Sur une âme élancée de poutre reconstituée, le voilement par cisaillement n'est pas la ruine : un champ de traction diagonale se forme et reprend l'effort bien au-delà. Le Chapitre G de l'AISC 360 transforme cette réserve post-voilement en nombre, ici +51 pour cent sur une âme réelle de 8 mm.

Key takeaways

  • L'âme élancée d'une poutre reconstituée voile par cisaillement bien en dessous de sa limite d'élasticité, mais ne ruine pas là : un champ de traction diagonale se forme et le panneau continue de reprendre l'effort. Le Chapitre G de l'AISC 360 donne les deux nombres.
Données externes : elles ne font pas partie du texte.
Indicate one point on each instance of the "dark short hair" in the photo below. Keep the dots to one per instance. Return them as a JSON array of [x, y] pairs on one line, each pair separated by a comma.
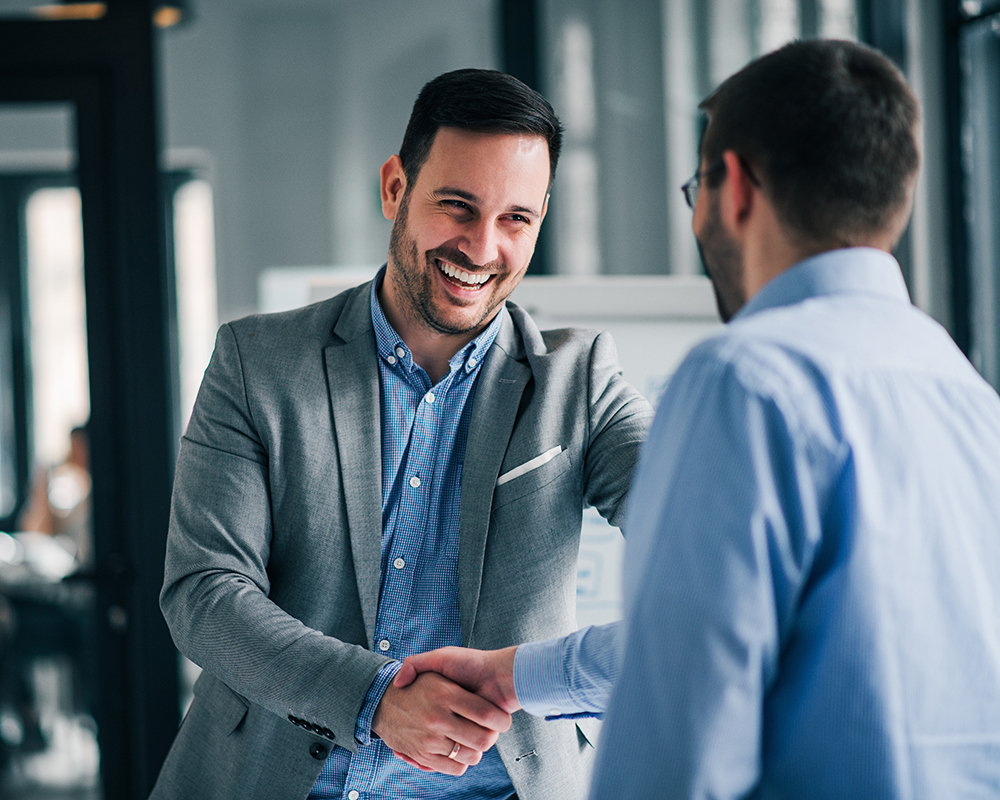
[[831, 129], [479, 100]]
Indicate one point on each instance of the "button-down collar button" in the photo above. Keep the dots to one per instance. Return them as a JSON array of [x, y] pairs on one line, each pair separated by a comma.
[[317, 751]]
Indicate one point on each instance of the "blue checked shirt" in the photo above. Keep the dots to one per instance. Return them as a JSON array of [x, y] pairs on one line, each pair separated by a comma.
[[424, 433]]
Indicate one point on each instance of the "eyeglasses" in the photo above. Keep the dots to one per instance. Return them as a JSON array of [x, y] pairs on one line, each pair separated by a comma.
[[690, 189]]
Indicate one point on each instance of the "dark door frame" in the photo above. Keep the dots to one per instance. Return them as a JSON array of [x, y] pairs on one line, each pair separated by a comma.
[[106, 70]]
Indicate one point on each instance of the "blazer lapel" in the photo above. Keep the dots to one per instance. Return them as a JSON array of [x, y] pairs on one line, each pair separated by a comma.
[[502, 380], [353, 383]]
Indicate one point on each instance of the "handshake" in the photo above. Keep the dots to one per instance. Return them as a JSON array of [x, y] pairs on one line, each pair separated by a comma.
[[446, 707]]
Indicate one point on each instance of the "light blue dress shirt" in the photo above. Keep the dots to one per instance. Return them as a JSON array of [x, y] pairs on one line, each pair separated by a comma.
[[424, 432], [813, 560]]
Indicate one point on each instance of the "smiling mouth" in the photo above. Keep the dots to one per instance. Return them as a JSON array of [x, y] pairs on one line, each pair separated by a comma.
[[466, 280]]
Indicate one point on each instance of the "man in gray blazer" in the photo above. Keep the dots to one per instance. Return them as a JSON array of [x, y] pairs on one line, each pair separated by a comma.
[[398, 468]]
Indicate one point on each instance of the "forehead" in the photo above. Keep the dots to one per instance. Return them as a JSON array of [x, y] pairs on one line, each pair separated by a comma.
[[477, 162]]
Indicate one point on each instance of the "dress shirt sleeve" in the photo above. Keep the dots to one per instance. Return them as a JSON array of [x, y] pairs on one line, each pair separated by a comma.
[[716, 558], [568, 677], [363, 727]]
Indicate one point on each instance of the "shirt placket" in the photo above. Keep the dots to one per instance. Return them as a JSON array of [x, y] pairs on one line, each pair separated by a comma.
[[418, 468]]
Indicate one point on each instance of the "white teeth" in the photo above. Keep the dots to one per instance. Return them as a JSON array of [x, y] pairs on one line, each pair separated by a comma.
[[463, 276]]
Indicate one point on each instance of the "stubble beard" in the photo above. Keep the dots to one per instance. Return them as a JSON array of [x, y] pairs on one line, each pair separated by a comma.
[[723, 262], [414, 285]]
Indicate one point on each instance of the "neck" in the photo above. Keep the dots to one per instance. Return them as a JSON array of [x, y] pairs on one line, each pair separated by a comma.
[[769, 250], [431, 349]]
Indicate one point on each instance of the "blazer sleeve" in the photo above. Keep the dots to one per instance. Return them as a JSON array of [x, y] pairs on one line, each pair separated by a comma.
[[619, 420], [215, 595]]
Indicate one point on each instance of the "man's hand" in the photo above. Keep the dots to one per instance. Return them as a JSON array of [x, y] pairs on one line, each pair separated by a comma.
[[488, 673], [424, 721]]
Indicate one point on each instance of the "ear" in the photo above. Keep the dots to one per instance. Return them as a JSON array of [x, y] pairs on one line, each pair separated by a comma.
[[393, 186], [738, 193]]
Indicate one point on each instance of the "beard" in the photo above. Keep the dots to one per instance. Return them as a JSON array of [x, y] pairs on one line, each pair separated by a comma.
[[723, 262], [415, 282]]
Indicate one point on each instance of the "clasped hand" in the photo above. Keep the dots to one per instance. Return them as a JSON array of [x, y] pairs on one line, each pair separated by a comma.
[[446, 697]]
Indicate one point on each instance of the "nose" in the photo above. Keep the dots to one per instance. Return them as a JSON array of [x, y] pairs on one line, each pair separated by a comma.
[[481, 245]]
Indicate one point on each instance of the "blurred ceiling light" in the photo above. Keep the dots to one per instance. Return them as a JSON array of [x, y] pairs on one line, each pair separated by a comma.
[[165, 15], [64, 11]]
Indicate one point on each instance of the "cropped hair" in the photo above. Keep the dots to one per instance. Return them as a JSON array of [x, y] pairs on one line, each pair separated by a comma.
[[831, 129], [481, 101]]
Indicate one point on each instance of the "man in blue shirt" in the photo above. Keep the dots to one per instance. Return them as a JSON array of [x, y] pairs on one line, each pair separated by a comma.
[[814, 536], [396, 469]]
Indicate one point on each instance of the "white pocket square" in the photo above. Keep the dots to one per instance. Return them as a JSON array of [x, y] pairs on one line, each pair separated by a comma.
[[527, 466]]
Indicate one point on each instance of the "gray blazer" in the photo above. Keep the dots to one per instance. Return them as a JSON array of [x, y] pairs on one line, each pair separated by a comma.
[[273, 556]]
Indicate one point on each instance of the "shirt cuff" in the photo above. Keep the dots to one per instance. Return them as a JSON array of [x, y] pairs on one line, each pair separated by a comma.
[[570, 677], [363, 725], [539, 680]]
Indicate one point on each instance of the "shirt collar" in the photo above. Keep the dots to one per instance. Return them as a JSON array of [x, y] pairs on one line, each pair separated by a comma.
[[391, 346], [852, 269]]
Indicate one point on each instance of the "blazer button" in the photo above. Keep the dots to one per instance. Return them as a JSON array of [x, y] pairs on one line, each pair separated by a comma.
[[317, 751]]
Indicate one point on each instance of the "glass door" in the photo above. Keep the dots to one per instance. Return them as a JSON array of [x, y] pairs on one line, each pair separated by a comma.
[[48, 652]]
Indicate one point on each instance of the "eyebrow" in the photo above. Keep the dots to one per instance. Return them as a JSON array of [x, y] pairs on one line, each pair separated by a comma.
[[451, 191]]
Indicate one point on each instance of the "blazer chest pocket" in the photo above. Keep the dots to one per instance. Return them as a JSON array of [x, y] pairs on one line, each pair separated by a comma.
[[530, 476]]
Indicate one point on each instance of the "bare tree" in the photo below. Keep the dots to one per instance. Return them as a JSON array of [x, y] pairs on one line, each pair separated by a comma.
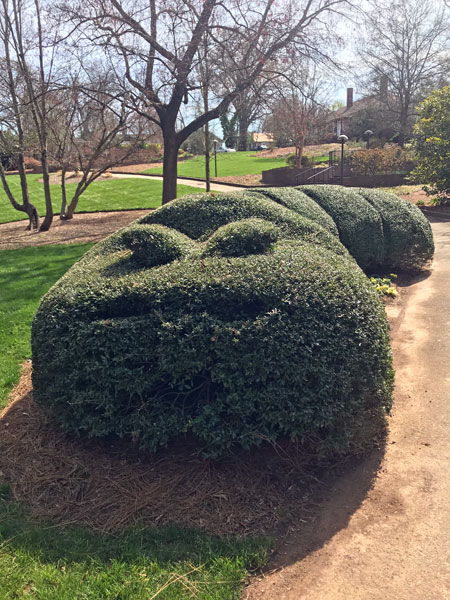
[[154, 45], [17, 103], [403, 52], [298, 109], [86, 128]]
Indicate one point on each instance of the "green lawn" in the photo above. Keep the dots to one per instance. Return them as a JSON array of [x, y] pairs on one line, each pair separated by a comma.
[[48, 562], [25, 275], [112, 194], [230, 163], [45, 562]]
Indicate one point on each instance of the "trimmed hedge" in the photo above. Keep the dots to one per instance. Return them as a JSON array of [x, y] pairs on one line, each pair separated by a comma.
[[200, 215], [154, 245], [408, 239], [250, 236], [301, 204], [359, 224], [293, 343], [265, 329]]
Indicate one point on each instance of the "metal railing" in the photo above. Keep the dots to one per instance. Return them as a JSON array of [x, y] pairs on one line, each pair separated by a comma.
[[313, 175]]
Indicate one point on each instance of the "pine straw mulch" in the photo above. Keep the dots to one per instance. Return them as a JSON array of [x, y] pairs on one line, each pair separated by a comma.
[[84, 227], [109, 485]]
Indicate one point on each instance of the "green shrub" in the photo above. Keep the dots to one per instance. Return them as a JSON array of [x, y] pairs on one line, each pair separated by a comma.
[[153, 245], [382, 160], [199, 215], [432, 144], [301, 204], [292, 343], [250, 236], [408, 239], [359, 224], [291, 160]]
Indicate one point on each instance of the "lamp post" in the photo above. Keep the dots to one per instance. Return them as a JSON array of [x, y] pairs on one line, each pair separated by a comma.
[[342, 139], [215, 157], [368, 134]]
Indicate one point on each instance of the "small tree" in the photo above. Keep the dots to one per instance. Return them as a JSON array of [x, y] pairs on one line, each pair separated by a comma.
[[403, 47], [85, 133], [432, 144], [230, 130]]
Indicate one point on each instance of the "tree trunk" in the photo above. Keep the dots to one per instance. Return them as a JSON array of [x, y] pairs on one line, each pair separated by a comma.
[[46, 223], [62, 212], [170, 165], [207, 159], [243, 133], [299, 151]]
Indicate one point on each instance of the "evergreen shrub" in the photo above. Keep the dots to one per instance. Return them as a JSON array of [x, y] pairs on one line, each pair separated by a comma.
[[301, 204], [289, 344], [408, 239], [200, 215], [154, 245], [267, 329], [250, 236], [359, 224]]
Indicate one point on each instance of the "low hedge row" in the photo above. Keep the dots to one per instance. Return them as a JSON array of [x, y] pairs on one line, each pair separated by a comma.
[[200, 215], [359, 224], [231, 318], [292, 343], [408, 240], [380, 230], [299, 203]]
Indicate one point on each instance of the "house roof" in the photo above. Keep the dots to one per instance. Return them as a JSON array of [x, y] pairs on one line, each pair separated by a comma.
[[357, 106], [263, 138]]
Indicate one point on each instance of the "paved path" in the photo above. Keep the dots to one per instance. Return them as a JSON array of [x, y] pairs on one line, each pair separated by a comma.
[[390, 539], [215, 187]]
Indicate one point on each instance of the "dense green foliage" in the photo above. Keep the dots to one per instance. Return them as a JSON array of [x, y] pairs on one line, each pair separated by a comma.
[[200, 215], [250, 236], [261, 327], [359, 224], [25, 276], [47, 562], [233, 350], [153, 245], [301, 204], [408, 239], [432, 144]]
  • L'AISC utilise deux coefficients. Cv1 (G2.1) est la résistance au seul voilement ; Cv2 (G2.2) est la valeur de voilement élastique qui amorce le champ de traction. Sur notre âme à h/tw = 181, Cv1 = 0,40 et Cv2 = 0,20.
  • Sur l'âme de 8 mm de l'exemple, le champ de traction fait passer l'effort tranchant de calcul de phiVn = 902 kN à 1364 kN, environ +51 pour cent, sans rien de plus que des raidisseurs transversaux. Un panneau intérieur de 1000 kN échoue sans lui et passe avec lui.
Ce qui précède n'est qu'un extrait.